SOMERVELL LJ: I agree with the Lord Chief Justice in everything that he said, but I will put the matter shortly in my own words. Whether the view contended for by the plaintiffs is a right view depends on what are the legal implications of this layout—the invitation to the customer. Is a contract to be regarded as being completed when the article is put into the receptacle, or is this to be regarded as a more organised way of doing what is done already in many types of shops—and a bookseller is perhaps the best example—namely, enabling customers to have free access to what is in the shop, to look at the different articles, and then, ultimately, having got the ones which they wish to buy, to come up to the assistant saying ‘I want this’? The assistant in 999 times out of 1,000 says ‘That is all right,’ and the money passes and the transaction is completed. I agree with what the Lord Chief Justice has said, and with the reasons which he has given for his conclusion, that in the case of an ordinary shop, although goods are displayed and it is intended that customers should go and choose what they want, the contract is not completed until, the customer having indicated the articles which he needs, the shopkeeper, or someone on his behalf, accepts that offer. Then the contract is completed. I can see no reason at all, that being clearly the normal position, for drawing any different implication as a result of this layout.

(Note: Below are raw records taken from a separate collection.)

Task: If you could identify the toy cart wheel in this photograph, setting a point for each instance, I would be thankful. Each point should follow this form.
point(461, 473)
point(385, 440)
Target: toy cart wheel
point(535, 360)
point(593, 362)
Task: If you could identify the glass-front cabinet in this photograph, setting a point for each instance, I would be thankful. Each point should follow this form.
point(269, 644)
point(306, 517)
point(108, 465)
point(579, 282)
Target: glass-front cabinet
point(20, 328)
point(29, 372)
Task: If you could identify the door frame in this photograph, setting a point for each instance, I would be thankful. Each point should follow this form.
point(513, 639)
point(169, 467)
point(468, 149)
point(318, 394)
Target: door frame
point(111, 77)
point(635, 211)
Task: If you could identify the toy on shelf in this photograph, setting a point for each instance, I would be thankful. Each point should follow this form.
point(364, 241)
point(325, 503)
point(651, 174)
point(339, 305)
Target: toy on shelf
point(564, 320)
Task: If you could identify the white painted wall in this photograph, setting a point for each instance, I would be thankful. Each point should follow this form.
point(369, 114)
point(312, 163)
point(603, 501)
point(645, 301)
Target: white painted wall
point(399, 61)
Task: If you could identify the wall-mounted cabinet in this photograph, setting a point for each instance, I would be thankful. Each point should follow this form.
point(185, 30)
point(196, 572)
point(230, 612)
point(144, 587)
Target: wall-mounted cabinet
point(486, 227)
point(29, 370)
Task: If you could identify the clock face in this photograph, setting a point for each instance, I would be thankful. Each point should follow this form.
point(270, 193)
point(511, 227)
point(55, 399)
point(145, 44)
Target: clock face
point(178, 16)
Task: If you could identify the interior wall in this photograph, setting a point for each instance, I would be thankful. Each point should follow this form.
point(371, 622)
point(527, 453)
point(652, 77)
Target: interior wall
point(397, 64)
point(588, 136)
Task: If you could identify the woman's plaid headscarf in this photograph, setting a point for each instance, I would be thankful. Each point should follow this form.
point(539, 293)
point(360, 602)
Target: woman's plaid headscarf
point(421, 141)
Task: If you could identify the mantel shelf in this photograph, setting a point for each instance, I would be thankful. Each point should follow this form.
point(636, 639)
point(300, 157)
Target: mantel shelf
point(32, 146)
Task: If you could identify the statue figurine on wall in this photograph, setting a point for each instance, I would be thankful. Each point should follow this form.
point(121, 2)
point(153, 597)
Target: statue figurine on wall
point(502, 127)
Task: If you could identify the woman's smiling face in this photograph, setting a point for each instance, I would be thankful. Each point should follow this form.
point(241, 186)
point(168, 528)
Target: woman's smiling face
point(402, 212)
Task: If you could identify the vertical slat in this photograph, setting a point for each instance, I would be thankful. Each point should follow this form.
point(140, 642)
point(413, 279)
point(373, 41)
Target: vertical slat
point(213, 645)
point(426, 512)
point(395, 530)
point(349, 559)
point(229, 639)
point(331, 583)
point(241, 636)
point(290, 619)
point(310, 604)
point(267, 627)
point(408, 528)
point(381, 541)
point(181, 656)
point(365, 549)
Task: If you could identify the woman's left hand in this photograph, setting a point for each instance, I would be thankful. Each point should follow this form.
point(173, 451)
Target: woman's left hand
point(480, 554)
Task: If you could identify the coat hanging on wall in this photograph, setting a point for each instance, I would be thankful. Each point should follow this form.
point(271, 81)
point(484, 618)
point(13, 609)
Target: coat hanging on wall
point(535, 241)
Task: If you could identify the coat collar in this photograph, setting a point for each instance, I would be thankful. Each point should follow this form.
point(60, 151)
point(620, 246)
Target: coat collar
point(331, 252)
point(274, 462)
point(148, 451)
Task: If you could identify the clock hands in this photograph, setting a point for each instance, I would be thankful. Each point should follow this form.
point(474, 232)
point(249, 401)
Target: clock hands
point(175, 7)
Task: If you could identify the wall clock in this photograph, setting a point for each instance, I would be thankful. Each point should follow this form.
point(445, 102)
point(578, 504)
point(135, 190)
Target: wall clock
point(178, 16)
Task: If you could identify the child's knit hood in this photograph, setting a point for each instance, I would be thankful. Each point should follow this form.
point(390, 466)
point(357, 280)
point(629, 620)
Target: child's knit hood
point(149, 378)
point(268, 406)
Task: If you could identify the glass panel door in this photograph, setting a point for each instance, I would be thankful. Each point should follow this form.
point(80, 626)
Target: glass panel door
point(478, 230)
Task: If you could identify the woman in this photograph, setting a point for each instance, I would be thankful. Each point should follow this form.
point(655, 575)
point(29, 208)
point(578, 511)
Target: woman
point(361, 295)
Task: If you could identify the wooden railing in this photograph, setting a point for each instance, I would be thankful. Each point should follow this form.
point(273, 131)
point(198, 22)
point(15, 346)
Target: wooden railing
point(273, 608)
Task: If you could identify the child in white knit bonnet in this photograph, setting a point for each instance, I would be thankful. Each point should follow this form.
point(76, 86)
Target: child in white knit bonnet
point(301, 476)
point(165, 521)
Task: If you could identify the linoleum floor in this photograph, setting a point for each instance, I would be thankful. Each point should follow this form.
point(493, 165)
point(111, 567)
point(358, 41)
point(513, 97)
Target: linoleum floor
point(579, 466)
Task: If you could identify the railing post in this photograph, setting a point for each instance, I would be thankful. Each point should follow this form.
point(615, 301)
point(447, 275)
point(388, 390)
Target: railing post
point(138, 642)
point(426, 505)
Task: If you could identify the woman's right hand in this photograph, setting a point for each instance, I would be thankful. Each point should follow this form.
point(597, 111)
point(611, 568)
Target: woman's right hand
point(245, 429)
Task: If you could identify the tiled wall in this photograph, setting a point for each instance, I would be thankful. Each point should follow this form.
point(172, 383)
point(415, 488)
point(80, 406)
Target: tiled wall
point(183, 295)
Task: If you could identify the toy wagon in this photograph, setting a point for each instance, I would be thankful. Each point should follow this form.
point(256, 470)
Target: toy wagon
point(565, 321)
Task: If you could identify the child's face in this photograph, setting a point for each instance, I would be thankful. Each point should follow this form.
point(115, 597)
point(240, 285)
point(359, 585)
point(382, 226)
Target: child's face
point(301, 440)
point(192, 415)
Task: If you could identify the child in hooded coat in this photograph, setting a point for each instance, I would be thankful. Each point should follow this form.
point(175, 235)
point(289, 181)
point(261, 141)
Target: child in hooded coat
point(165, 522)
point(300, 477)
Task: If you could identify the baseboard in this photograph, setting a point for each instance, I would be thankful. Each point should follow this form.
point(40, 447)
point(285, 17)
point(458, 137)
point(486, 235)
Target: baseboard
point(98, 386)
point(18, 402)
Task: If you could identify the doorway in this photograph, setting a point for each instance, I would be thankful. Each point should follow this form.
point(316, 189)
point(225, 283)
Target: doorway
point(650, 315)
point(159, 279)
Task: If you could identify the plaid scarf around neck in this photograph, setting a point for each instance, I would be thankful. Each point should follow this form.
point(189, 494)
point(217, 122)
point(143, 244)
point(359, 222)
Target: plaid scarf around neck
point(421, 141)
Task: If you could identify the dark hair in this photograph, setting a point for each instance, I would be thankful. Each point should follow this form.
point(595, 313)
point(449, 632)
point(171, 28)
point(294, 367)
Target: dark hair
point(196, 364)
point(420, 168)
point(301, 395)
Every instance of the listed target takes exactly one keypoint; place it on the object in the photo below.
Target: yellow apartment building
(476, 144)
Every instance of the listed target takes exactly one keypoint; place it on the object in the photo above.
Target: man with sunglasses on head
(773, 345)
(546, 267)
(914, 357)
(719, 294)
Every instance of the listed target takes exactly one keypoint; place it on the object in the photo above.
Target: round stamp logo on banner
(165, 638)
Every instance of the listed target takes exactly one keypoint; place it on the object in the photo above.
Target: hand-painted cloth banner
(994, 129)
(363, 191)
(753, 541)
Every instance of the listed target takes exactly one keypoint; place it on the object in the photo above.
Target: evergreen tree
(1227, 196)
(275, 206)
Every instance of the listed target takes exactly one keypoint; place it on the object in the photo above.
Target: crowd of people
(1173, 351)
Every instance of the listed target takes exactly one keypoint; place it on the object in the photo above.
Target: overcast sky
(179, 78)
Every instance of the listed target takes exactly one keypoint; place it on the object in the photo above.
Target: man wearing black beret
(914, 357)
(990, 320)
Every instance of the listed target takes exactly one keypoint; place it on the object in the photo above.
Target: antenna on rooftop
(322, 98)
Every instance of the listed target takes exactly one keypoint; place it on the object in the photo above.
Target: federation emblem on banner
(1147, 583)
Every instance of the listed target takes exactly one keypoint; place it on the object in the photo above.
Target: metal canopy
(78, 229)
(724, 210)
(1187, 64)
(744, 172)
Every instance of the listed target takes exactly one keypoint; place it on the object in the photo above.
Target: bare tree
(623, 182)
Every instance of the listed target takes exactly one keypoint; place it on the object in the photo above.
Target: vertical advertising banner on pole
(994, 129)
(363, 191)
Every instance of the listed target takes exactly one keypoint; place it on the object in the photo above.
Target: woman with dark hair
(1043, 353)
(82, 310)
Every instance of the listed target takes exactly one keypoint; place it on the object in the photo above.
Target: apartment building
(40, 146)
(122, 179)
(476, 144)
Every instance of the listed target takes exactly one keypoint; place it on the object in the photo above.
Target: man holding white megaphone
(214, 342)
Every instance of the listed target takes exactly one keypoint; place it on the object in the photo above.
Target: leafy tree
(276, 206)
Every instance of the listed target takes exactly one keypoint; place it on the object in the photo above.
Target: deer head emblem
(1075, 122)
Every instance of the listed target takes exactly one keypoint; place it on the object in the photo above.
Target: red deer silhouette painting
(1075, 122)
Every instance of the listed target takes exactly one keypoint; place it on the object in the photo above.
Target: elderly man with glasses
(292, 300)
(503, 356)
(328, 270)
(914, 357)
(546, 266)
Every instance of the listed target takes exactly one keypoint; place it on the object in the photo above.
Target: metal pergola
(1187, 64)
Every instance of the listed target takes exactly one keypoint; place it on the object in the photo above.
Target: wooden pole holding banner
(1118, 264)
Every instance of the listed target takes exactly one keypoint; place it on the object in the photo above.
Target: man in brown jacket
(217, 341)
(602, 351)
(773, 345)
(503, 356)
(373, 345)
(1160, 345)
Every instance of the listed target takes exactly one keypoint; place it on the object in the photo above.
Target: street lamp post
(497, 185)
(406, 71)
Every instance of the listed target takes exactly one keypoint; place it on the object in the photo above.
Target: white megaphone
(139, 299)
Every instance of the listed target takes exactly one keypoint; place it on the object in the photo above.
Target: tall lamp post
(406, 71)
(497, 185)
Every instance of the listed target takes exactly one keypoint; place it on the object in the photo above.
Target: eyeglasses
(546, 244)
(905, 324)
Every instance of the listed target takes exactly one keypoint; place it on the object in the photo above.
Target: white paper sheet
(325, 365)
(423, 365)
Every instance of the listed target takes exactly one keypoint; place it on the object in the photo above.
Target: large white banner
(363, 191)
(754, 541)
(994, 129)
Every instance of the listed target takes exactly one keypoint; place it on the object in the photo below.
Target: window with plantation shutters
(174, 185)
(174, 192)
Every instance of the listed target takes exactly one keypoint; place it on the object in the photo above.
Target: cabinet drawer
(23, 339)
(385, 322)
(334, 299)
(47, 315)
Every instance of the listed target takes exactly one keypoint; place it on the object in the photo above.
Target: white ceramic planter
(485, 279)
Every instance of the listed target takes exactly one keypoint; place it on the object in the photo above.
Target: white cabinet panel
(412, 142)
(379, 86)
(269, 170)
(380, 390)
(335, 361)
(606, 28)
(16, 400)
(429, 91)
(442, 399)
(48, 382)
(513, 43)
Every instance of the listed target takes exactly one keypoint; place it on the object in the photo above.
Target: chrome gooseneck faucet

The Lord Chief Justice, I think, expressed one of the most formidable difficulties in the way of the plaintiff’s’ contention when he pointed out that, if the plaintiffs are right, once an article has been placed in the receptacle the customer himself is bound and would have no right, without paying for the first article, to substitute an article which he saw later of a similar kind and which he perhaps preferred. I can see no reason for implying from this self-service arrangement any implication other than that which the Lord Chief Justice found in it, namely, that it is a convenient method of enabling customers to see what there is and choose, and possibly put back and substitute, articles which they wish to have, and then to go up to the cashier and offer to buy what they have so far chosen. On that conclusion the case fails, because it is admitted that there was supervision in the sense required by the Act and at the appropriate moment of time.